His work can be found all over the Beach, particularly at the Kingston Road Market. Bill’s wife Mary says she’s lost count how many places have his photographs on their walls.
“I’ve never sold a photograph,” said Bill while giving this reporter a tour of his apartment, the halls and walls of which are covered with his work. But that doesn’t mean his work hasn’t been out there – it’s been on the cover of publications, in talk show dressing rooms, and he once mounted a show at Black’s.

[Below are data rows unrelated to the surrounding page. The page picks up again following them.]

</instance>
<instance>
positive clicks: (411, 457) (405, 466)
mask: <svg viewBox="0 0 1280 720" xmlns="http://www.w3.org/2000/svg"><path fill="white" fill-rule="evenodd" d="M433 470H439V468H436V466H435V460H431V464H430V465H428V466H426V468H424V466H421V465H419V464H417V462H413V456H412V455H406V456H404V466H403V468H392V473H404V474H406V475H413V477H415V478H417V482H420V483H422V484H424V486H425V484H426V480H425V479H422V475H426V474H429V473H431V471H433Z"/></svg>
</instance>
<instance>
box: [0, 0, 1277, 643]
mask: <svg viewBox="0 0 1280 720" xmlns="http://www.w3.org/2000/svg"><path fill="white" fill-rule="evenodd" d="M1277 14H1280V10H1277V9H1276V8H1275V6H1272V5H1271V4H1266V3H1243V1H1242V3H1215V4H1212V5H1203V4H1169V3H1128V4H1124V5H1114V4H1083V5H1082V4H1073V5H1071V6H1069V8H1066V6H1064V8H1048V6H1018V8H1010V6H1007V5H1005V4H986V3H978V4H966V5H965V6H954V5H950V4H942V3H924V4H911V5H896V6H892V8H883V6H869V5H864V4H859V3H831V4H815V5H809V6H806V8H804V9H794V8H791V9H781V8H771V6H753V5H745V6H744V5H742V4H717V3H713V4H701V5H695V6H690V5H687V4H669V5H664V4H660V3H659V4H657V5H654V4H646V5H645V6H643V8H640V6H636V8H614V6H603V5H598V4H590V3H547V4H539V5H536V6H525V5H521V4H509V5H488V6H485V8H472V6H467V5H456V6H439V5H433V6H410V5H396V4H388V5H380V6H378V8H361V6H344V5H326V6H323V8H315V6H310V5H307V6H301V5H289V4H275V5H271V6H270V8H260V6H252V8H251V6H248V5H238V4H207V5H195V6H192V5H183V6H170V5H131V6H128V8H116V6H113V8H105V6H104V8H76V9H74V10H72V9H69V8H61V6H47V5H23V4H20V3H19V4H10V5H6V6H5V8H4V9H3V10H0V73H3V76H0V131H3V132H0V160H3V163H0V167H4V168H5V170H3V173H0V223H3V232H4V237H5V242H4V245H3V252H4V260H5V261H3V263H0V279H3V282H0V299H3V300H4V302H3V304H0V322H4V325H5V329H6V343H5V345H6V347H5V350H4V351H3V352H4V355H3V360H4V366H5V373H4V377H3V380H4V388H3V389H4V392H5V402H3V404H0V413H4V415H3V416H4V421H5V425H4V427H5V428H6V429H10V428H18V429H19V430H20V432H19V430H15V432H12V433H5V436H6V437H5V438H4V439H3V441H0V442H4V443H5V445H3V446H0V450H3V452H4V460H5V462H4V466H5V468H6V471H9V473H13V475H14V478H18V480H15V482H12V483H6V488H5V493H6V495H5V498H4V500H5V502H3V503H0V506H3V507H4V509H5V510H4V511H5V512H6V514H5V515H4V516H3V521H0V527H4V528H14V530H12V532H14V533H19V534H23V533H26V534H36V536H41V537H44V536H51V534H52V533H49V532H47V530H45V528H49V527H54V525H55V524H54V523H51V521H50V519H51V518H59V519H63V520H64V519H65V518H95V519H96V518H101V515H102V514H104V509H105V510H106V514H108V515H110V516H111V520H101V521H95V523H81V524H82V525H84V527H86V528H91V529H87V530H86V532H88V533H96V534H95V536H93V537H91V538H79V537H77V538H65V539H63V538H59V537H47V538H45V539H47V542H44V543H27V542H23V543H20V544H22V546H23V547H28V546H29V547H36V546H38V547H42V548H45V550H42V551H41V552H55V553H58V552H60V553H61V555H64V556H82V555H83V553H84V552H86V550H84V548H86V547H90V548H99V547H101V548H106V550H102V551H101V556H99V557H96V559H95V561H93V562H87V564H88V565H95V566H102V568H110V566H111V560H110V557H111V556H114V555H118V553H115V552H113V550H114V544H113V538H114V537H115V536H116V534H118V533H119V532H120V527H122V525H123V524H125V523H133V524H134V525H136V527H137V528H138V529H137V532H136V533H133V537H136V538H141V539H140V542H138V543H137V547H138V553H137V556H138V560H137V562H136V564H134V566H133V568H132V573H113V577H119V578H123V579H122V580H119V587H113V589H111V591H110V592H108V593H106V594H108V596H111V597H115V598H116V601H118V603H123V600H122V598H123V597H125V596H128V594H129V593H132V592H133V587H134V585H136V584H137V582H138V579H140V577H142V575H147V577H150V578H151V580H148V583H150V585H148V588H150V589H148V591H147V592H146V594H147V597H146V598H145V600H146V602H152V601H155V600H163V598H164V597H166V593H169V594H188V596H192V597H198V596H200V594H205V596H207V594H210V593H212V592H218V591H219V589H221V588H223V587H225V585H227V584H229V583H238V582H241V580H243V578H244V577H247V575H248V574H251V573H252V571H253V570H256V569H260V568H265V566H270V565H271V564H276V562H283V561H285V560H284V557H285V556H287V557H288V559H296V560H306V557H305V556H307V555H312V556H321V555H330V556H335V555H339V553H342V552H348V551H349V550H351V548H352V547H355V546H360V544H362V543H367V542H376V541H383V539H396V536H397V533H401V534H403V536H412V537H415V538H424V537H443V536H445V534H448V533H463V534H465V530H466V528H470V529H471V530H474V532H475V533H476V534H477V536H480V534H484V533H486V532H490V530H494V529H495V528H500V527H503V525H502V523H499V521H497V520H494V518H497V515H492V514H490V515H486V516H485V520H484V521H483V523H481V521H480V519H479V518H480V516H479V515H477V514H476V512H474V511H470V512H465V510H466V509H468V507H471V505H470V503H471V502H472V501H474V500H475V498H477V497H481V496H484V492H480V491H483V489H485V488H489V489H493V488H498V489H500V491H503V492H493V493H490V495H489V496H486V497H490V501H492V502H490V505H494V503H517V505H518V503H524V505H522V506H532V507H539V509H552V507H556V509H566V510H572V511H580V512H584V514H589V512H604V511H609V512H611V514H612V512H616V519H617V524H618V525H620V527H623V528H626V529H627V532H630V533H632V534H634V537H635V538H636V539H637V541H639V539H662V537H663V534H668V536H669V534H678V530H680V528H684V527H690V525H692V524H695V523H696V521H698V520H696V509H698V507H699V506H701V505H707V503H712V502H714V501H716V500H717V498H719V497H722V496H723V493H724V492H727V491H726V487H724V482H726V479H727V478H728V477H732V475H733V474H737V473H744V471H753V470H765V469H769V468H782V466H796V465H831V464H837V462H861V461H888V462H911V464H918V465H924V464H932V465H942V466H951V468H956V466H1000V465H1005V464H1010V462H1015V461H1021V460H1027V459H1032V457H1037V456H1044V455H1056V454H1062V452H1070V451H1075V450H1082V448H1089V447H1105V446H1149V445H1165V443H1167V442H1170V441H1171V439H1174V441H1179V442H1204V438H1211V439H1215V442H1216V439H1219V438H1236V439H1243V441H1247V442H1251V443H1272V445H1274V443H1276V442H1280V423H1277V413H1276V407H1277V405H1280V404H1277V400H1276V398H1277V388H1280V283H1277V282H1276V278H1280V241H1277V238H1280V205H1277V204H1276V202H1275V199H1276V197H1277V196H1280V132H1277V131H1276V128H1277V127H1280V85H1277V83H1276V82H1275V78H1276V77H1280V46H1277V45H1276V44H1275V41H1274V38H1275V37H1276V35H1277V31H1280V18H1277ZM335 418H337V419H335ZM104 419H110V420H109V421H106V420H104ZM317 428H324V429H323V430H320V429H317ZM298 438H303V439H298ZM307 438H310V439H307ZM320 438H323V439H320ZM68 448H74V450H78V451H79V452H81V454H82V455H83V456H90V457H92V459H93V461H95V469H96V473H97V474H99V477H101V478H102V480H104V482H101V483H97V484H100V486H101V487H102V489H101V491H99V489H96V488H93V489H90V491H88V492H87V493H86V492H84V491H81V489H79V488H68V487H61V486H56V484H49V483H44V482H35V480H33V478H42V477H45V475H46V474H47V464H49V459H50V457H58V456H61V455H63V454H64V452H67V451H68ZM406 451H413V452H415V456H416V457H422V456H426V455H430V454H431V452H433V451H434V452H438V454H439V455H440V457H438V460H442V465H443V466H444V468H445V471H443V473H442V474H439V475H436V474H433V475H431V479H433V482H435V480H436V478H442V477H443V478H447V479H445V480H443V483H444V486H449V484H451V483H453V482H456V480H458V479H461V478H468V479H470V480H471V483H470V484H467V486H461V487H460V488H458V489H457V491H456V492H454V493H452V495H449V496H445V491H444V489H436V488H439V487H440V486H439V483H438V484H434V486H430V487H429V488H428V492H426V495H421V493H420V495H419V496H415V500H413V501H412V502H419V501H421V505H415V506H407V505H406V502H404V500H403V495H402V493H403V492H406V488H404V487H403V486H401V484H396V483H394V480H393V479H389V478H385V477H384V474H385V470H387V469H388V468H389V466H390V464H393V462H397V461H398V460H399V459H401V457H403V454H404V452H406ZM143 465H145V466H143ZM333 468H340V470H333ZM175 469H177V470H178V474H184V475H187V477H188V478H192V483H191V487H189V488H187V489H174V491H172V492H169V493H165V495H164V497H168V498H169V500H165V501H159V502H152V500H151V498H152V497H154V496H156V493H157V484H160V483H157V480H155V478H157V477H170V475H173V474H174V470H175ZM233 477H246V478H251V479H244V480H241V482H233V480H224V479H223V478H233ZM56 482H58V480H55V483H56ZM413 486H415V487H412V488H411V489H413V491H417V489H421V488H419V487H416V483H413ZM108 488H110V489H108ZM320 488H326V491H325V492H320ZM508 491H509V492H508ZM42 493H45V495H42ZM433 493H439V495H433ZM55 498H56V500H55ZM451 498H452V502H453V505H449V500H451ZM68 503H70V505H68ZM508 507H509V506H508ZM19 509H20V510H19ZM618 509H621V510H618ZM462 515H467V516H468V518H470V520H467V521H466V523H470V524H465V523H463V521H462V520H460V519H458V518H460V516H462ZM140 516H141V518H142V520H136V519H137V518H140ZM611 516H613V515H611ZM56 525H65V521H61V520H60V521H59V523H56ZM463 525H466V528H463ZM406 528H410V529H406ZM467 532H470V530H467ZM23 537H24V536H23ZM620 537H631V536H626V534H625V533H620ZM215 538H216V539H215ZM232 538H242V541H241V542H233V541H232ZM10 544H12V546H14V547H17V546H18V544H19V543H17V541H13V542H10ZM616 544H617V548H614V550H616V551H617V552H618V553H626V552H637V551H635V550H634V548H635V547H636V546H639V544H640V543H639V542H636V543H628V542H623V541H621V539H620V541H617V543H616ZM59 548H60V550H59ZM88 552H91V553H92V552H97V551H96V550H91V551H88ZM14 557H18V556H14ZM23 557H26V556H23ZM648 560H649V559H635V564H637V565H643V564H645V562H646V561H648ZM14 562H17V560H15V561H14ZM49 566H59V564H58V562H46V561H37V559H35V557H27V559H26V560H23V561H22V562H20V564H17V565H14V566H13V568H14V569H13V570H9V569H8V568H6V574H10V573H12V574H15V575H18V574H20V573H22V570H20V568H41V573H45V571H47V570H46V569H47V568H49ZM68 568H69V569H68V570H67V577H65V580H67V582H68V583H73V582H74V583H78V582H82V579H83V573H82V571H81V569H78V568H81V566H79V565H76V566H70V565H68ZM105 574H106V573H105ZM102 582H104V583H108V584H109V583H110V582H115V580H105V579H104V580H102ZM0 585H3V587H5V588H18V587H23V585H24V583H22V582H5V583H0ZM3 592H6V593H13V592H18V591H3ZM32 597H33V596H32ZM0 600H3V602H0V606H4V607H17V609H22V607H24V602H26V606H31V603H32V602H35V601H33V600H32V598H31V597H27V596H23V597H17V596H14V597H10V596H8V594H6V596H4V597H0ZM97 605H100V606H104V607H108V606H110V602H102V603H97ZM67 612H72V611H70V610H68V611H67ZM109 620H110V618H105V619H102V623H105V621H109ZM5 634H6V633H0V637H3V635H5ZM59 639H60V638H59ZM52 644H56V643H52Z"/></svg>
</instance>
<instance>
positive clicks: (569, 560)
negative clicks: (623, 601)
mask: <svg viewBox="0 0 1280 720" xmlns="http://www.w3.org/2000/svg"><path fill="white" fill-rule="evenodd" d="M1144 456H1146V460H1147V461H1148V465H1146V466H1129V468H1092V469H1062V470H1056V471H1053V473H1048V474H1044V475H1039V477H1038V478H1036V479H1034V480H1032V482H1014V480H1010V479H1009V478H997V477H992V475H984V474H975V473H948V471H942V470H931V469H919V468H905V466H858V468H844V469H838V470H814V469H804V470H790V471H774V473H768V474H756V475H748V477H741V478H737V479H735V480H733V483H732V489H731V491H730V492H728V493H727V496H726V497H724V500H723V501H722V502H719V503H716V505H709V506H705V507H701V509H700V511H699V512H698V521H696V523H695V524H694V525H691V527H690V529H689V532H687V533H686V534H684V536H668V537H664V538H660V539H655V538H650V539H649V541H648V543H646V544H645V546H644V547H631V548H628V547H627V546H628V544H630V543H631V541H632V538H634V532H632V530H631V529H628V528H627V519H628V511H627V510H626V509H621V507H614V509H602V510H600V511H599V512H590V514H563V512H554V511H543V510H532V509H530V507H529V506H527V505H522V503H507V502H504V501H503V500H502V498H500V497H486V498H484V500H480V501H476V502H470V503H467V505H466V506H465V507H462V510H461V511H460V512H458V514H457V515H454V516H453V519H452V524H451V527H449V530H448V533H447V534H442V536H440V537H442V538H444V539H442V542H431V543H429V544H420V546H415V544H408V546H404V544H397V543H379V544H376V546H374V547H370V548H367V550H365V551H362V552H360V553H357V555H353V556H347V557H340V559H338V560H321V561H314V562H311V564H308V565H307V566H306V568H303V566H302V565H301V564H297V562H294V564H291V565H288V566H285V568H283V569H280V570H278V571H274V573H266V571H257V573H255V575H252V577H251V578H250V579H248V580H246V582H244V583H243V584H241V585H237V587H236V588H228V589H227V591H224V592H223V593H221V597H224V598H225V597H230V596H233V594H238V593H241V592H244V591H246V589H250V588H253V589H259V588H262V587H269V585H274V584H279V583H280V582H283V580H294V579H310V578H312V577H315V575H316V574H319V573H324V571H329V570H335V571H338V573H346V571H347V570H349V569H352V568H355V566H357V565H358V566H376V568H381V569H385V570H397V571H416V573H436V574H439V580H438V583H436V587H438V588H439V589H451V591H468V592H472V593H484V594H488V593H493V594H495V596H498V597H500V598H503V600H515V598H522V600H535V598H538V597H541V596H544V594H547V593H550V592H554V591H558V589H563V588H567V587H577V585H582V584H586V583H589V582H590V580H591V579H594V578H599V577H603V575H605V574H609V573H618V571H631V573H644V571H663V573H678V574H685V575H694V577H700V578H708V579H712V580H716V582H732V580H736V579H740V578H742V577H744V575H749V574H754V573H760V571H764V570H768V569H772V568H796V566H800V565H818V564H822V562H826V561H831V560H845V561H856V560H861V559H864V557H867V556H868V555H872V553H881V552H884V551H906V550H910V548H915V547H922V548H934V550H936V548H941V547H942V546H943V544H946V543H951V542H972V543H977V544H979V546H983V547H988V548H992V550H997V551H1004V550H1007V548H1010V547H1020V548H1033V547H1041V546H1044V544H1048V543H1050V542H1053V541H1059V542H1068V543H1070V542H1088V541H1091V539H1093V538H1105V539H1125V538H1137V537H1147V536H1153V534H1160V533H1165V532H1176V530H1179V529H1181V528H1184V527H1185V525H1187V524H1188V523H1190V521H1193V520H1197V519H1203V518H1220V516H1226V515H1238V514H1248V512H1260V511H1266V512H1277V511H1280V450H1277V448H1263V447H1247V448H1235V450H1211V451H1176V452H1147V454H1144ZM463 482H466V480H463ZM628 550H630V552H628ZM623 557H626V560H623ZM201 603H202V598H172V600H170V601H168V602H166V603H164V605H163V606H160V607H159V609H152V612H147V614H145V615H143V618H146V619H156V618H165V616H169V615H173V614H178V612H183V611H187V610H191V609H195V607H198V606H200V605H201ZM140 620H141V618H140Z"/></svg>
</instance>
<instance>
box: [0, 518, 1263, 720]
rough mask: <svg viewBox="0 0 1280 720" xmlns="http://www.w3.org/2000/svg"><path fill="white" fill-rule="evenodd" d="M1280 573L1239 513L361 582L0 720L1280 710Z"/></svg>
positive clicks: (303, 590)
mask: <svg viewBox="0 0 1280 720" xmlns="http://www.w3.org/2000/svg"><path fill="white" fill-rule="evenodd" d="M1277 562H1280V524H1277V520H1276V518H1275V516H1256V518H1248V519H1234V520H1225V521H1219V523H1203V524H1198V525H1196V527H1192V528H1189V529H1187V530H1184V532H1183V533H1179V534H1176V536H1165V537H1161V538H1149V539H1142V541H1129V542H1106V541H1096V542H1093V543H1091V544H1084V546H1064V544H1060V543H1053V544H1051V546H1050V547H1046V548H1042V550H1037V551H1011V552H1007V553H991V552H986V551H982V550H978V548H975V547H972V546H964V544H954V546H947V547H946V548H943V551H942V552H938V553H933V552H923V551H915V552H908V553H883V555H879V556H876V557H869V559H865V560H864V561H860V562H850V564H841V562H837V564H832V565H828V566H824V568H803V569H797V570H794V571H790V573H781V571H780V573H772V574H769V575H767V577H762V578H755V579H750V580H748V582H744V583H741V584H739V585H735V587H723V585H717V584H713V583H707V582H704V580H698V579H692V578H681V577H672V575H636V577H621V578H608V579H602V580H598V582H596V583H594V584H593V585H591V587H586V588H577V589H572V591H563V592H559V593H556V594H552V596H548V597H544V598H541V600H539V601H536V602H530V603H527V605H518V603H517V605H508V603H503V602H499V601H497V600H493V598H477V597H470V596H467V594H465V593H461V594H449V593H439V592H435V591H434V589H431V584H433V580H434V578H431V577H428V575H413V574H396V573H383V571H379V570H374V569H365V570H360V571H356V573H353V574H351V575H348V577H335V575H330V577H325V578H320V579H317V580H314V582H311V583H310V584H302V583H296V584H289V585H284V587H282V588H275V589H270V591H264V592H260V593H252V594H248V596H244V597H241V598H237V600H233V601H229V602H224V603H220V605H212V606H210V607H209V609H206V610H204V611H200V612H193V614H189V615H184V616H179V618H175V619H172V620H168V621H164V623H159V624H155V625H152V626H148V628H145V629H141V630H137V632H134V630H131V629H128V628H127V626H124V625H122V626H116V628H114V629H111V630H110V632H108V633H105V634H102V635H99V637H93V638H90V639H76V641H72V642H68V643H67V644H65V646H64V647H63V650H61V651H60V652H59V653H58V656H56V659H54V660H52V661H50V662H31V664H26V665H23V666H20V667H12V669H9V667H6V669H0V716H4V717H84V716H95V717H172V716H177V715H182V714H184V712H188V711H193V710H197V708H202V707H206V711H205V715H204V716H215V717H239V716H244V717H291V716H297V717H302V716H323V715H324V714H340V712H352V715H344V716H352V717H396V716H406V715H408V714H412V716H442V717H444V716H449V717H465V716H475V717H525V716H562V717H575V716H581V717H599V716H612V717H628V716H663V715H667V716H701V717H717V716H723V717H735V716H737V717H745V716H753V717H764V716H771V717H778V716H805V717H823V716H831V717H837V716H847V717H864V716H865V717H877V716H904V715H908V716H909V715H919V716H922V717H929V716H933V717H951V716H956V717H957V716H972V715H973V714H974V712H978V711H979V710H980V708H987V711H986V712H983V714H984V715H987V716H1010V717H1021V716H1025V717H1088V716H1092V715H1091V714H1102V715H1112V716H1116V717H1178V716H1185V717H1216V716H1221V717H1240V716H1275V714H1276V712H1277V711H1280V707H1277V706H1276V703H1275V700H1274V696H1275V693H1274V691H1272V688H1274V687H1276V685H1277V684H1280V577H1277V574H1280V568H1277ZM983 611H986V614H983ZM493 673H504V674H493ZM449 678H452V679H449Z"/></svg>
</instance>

He’s been taking photographs since he was 15, and has kept up with technology while still keeping some of his old camera gear intact. He doesn’t leave his house without his point and shoot camera, kept in a holster attached to his hip.
He also doesn’t leave his house without the other thing that’s attached to his hip: his wife, Mary.
“They used to call us the Bobbsey Twins,” giggles Mary, while giving details of their life together.
Mary and Bill have had quite the experience together – Bill says often people don’t believe all of the things they purport to do. “But it’s all true,” he said. They met in Wales when they were 18 – they’re now in their 80s – he worked in a garage, she worked in one of the shops, and they would travel on the bus together every day.
“One day I heard her singing at the back of the bus, told her to shut up, and haven’t stopped telling her since,” laughs Bill.
The two married and had two daughters. Then, years ago, one of their daughters wanted to move to Canada. She brought the whole family with her.
Now, the family has grown to include sons-in-law and two granddaughters. And the Halls have albums upon albums of photographs of friends and people they’ve met along the way – celebrities, politicians, coworkers.
Nature plays a big role in Bill’s art – with landscapes of the 1000 Islands and Nova Scotia, two of their favourite places to visit, and plenty of flower gardens from around the world.
The couple has had their fair share of time in front of the lens, as well. They’ve been on the cover of this newspaper after being crowned the Beach Celts of the Year in 2012, and were featured in the Toronto Sun as the picture of blissful retirement.
Mary says she misses Wales very much – “there aren’t very many Welsh here, you know,” she says – but have grown to love the Beach community they’ve called home for so long.
Bill supposes he has close to 10,000 photographs in his house. He always prints out copies, but keeps backups on his computer. Some of the photographs are so old he doesn’t have a digital record, just negatives tucked behind plastic album covers.
He has had time to devote to his art, in part, because of an accident that left him with a brace in his back and inability to work. That first year was very difficult, he said, bedridden and then walking with a cane and doing physio.
He wouldn’t have been able to do it without Mary, he said, and the experience underscored the couple’s personal motto: Don’t Quit – an ode to which can be found framed at the top of the hall, flanked by photographs that show the positive, unique way in which Bill sees the world.